The bipartisan Social Security Fairness Act got rid of the Windfall Elimination Provision and the Government Pension Offset, which reduced Social Security benefits for some public employees with pensions, says Richard L. Kaplan, the Guy Raymond Jones Chair in Law at Illinois.

“The new law changes how Social Security benefits are calculated for workers whose employers didn’t pay into Social Security for the bulk of their careers,” he said. “Let’s say you’re someone who worked in the private sector and paid into Social Security for a decade or so before switching careers and becoming a public school teacher. Before this change, your Social Security benefits would be reduced because of your pension.

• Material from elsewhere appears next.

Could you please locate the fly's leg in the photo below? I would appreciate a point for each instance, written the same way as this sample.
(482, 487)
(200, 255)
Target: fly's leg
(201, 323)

But now, you will receive the full Social Security benefits based on your earnings subject to Social Security’s payroll tax. As a result, some retirees will see a bump in their monthly check as well as a one-time lump-sum payment for the increase that’s retroactive to January 2024.

“The exact amount will vary with an individual’s work history and their age, but it might be as much as several hundred dollars per month.”

Kaplan estimated that the new law would affect approximately 3% of Social Security beneficiaries.

“I imagine that in Illinois, that percentage will be a bit higher because the state government and many local governments do not participate in Social Security,” he said.

It is still necessary for a worker to have accumulated 40 quarters of credits paying into the Social Security system, Kaplan said.

“People who spent the bulk of their career in a job that had a pension but whose employer didn’t participate in Social Security might have had prior employment that paid into Social Security,” he said. “It might also affect the spouse or widow of a public pensioner.”

Kaplan cautioned that those benefitting from the new law shouldn’t expect to see a bigger check anytime soon.

“This is going to be a massive undertaking for the Social Security Administration because this change was not on their radar,” he said. “The Social Security Administration is already understaffed, and now they have to go back and comb through everyone’s records to see who’s affected and to what extent.” 

The change will also likely accelerate the Social Security Trust Fund’s insolvency date, but not by much, Kaplan said. 

“The best estimate is that it will move the insolvency date up by about six months, which is not trivial, but also not a gamechanger,” he said. “There’s that old expression that if you’re in a hole, the first thing to do is stop digging. Well, Congress’ version is if you’re in a hole, get a bigger shovel — on credit. To be fair, this legislation was wildly popular, but it also makes Social Security’s impending financial difficulties slightly more imminent.”